千葉ジェッツ、バスケ天皇杯3連覇。悲願の2冠へ必要なのは挑戦者の心。

 難産の末にたどり着いた3連覇だった。

 第94回天皇杯・全日本バスケットボール選手権大会で優勝を果たした千葉ジェッツ。前々回・前回と連覇を果たしているだけに、大会前から「3連覇なるか」という点に注目が集まっていたのは必然であり、今大会全体の最大の焦点だったと言ってもいいだろう。

 すでにレギュラーシーズンの半分以上を消化したBリーグでも全体の首位を走っている分、3連覇の可能性大という呼び声はことさら高かった。

 しかしながらその戦いぶりを振り返ると、Bリーグ首位やディフェンディングチャンピオンといった肩書を匂わせる要素は薄い。

 ファイナルラウンドの初戦となる準々決勝は第4クォーター終盤に川崎ブレイブサンダースの猛反撃を受け、残り1分を切って10点あった点差はみるみる縮まり、終わってみれば3点差という薄氷の勝利。

 続く準決勝ではアルバルク東京とクロスゲームを演じ、1点ビハインドの残り0.5秒で逆転するという苦しい試合だった。

 そして、決勝は栃木ブレックスにリードを許しながらも追いつき、延長にもつれ込む大熱戦を展開。1点ビハインドを背負った残り16.1秒からのオフェンスで富樫勇樹が値千金の3ポイントを炸裂させ、劇的な幕引きでの優勝となった。

紙一重の激戦をことごとく勝利。

 ファイナルラウンドの3試合は順に3点差、1点差、2点差とすべて1ポゼッションで勝敗が入れ替わる可能性のある点差だった。どこかで1つ間違えればその瞬間に3連覇の夢が潰えてしまうという、トーナメント方式の天皇杯が持つ“一発勝負の怖さ”を感じずにはいられない結果だ。

 同時に行われた第85回皇后杯では、JX-ENEOSサンフラワーズがファイナルラウンドの3試合すべて14点以上の差をつける貫禄の6連覇。Wリーグ10連覇中というリーグの中でも頭1つ抜けた存在である“絶対女王”と千葉を単純には比較できないとはいえ、連覇がかかった立場である点は同じ。

 実に対照的な過程を経た結末だったが、それと同時に、紙一重の激戦をことごとくものにした千葉の底力を証明する戦いぶりでもあった。勝負のかかった重要な場面で持てる力を発揮できることは、千葉の一発勝負での強さに他ならない。

なぜ千葉は天皇杯で強いのか。

 3連覇を期待する声が集まることは、プレッシャーを感じやすい状況に追い込まれるということでもある。はたして千葉はどのような精神状態でこの天皇杯を迎えたのか。

 川崎との激戦を制した準々決勝の試合後、キャプテンの小野龍猛はこう語っている。

「3連覇を皆さんが期待してくれるのは逆にありがたいですし、僕たちは常にチャレンジャーだと思っている。この天皇杯もチャレンジャーとして臨んでいるので、気負いもプレッシャーも特に感じたことはないです」

 王者として受けて立つのではなく、あくまでも自分たちはチャレンジャーだという小野。

 一発勝負の天皇杯に強い自チームについて「たぶんそういう印象は強いですよね」と認めつつ、「リーグ戦と天皇杯は別物だと考えています。全然違いますね」とも語る。

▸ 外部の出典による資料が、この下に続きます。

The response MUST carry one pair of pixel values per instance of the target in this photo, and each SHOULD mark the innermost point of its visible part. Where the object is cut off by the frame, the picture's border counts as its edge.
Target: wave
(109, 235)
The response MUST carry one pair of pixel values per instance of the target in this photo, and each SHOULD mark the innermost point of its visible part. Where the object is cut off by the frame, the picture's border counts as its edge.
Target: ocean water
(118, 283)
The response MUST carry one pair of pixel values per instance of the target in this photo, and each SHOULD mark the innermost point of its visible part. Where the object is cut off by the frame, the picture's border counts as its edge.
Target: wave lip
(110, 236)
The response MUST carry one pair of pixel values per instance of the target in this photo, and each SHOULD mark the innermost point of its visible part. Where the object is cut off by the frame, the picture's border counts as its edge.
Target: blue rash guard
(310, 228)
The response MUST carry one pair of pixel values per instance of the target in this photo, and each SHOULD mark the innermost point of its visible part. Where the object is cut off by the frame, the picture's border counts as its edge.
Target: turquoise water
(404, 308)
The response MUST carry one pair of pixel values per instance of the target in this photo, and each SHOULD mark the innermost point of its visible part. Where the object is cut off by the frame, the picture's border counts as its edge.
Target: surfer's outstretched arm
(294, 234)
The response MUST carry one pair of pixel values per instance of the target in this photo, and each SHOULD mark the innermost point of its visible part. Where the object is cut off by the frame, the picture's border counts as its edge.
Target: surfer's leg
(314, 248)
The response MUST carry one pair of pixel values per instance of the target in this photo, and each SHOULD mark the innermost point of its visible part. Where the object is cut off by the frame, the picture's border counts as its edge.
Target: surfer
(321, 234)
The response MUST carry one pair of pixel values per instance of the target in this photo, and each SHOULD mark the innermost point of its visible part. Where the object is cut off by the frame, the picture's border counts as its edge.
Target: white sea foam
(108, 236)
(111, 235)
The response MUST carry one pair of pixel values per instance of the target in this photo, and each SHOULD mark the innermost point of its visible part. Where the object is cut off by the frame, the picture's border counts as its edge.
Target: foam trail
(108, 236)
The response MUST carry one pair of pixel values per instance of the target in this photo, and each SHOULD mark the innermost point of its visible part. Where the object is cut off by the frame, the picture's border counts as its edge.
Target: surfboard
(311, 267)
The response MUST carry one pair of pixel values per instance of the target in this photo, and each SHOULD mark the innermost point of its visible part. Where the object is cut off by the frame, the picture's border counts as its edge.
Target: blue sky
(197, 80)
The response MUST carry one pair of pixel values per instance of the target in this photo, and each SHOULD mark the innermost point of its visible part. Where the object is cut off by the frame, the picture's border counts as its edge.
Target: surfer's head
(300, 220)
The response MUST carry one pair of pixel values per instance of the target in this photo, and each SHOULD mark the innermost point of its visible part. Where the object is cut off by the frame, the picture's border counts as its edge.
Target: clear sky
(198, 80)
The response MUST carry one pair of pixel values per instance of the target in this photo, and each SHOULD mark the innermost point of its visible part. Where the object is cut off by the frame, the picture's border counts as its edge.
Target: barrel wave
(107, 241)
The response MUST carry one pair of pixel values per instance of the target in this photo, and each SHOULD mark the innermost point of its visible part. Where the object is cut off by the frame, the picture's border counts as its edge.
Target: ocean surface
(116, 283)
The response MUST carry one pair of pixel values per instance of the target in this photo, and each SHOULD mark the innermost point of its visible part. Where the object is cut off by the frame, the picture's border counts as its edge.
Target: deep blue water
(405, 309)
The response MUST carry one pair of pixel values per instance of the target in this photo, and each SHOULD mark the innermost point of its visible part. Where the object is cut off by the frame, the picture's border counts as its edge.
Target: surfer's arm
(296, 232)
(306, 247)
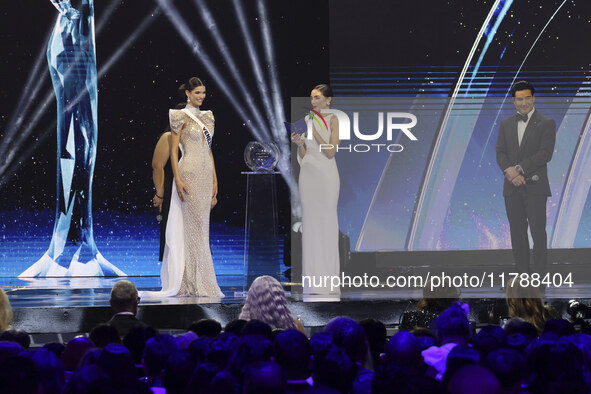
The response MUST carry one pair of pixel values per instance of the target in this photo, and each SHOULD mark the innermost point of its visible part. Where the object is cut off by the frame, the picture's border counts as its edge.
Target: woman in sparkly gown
(187, 266)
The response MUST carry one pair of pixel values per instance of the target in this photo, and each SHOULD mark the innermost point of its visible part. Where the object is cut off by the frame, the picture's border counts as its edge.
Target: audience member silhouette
(124, 302)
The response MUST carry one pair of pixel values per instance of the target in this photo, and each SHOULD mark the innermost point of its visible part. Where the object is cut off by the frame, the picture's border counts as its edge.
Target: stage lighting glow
(422, 192)
(254, 60)
(238, 78)
(277, 129)
(193, 42)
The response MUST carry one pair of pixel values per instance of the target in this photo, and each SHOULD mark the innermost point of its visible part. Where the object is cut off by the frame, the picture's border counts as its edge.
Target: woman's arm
(334, 138)
(215, 182)
(174, 157)
(159, 159)
(299, 141)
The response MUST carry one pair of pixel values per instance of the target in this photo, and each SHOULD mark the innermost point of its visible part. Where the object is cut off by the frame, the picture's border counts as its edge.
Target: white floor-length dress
(319, 186)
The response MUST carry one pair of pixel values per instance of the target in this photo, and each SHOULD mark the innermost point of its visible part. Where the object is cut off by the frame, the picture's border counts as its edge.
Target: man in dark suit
(124, 301)
(525, 146)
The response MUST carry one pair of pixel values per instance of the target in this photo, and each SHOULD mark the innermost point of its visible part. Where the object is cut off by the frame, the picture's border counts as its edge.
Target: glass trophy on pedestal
(261, 245)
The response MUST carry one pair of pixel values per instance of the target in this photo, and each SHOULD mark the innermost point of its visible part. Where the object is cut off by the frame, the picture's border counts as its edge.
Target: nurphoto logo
(394, 123)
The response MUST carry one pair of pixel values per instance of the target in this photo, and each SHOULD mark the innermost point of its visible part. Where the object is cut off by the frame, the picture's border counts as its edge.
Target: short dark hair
(157, 351)
(206, 328)
(293, 350)
(191, 84)
(324, 89)
(522, 85)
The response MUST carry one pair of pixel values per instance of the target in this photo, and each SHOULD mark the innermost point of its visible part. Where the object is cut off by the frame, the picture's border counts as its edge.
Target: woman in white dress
(319, 186)
(187, 265)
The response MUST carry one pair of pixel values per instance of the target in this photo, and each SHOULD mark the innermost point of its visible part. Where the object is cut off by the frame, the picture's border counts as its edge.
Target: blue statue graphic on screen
(72, 64)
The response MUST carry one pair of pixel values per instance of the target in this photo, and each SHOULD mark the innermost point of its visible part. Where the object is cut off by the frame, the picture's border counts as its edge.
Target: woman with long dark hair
(319, 185)
(187, 265)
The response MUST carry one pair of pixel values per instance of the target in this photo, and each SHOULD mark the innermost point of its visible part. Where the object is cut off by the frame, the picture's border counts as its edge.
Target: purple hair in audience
(17, 336)
(117, 363)
(178, 371)
(294, 354)
(206, 328)
(222, 349)
(458, 357)
(18, 375)
(266, 302)
(89, 380)
(103, 334)
(254, 348)
(334, 370)
(157, 351)
(509, 368)
(235, 326)
(489, 339)
(557, 328)
(473, 379)
(135, 341)
(50, 371)
(75, 350)
(404, 349)
(555, 366)
(257, 327)
(8, 350)
(375, 332)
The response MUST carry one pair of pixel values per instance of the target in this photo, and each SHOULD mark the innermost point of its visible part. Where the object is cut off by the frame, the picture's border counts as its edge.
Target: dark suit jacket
(124, 323)
(534, 153)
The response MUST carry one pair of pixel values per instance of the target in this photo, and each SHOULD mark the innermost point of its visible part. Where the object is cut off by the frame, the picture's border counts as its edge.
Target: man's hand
(510, 173)
(519, 180)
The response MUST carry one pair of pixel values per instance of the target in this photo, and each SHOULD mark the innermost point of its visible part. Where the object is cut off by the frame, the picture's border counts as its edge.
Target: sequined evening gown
(196, 172)
(187, 265)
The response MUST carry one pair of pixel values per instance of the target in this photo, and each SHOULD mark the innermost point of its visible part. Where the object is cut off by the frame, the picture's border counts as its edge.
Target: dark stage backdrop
(134, 96)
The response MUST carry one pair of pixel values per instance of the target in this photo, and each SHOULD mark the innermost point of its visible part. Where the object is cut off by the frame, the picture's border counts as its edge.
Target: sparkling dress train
(187, 266)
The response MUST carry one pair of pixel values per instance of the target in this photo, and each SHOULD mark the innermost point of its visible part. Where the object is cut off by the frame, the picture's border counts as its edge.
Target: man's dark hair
(157, 351)
(178, 371)
(50, 370)
(522, 85)
(293, 351)
(350, 336)
(206, 328)
(235, 326)
(17, 336)
(103, 334)
(135, 341)
(558, 328)
(124, 296)
(335, 369)
(489, 339)
(257, 327)
(264, 377)
(18, 375)
(508, 366)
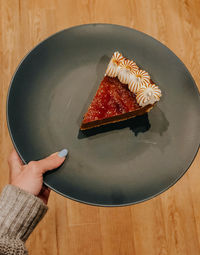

 一方で、その小野が説明する“天皇杯に強い理由”はリーグ戦でも千葉が特に強く意識している部分であり、「別物」のはずの天皇杯でも普段通りの戦い方ができているということを意味するものだった。

相手どうこうではなく。

「しっかり対策を練って、それを遂行できている。そこにどれだけフォーカスできるかだと思います。難しいですけどね、決勝だったりこういう一発勝負の戦い方は……でもやっぱり試合の入り方なんだと思います。過去の2回の優勝もすべての試合で入り方がすごく良かった。それが自分たちの良いところなんじゃないかと思いますね。相手どうこうではなく、自分たちのバスケットをしないと勝てない」

 普段通りの戦い方という点では、準決勝でA東京を破った後の記者会見に出席した富樫も「最後の5分はそれまで追いかけて逆転した相手のほうに勢いがあったと思うんですが、リーグ戦でやってきたことを忘れずに、全員が諦めず戦い続けたのがこの結果につながったと思う」と話す。

 周囲の声に惑わされることなく平常心で試合に臨むという、そのメンタリティーの部分で千葉は他チームに対してアドバンテージを持っているということなのだろう。

リベンジの意識が原動力。

 そしてもうひとつ、千葉の原動力になっていたのは“リベンジの意識”だ。準々決勝で対戦した川崎は、リーグの開幕戦でホームゲーム、川崎のニック・ファジーカス欠場といった有利な条件がそろっていたにもかかわらず連敗を喫してしまった相手。

 準決勝で激突したA東京も昨シーズンのBリーグファイナルで屈辱を味わわされた因縁の相手だ。小野が自チームを「チャレンジャー」と表現したのは、そういった背景も踏まえてのものだったことは想像に難くない。

「開幕の川崎戦はニックが出ていない中で連敗して、悔しい思いもありました。アルバルクにも昨シーズンのファイナルで負けているので、借りを返さないといけないという気持ちは強いです」(小野、準々決勝終了後)

「昨シーズンのファイナルの時のあの気持ちはもちろん忘れていませんし、昨シーズンを振り返ると東京さんとの試合は接戦を落としているイメージだったので、今日も接戦になりましたがそれを勝ちきったのはチームの成長だと思います」(富樫、準決勝終了後)

 これまでに味わった悔しさを糧に、さらなる進化を遂げた千葉。それが結果として表れたのが今回の3連覇だった。しかし、Bリーグ制覇という目標はまだなしえていない。2シーズン続けて逃している“2冠達成”が成就するその日まで、千葉は「チャレンジャー」であり続けるだろう。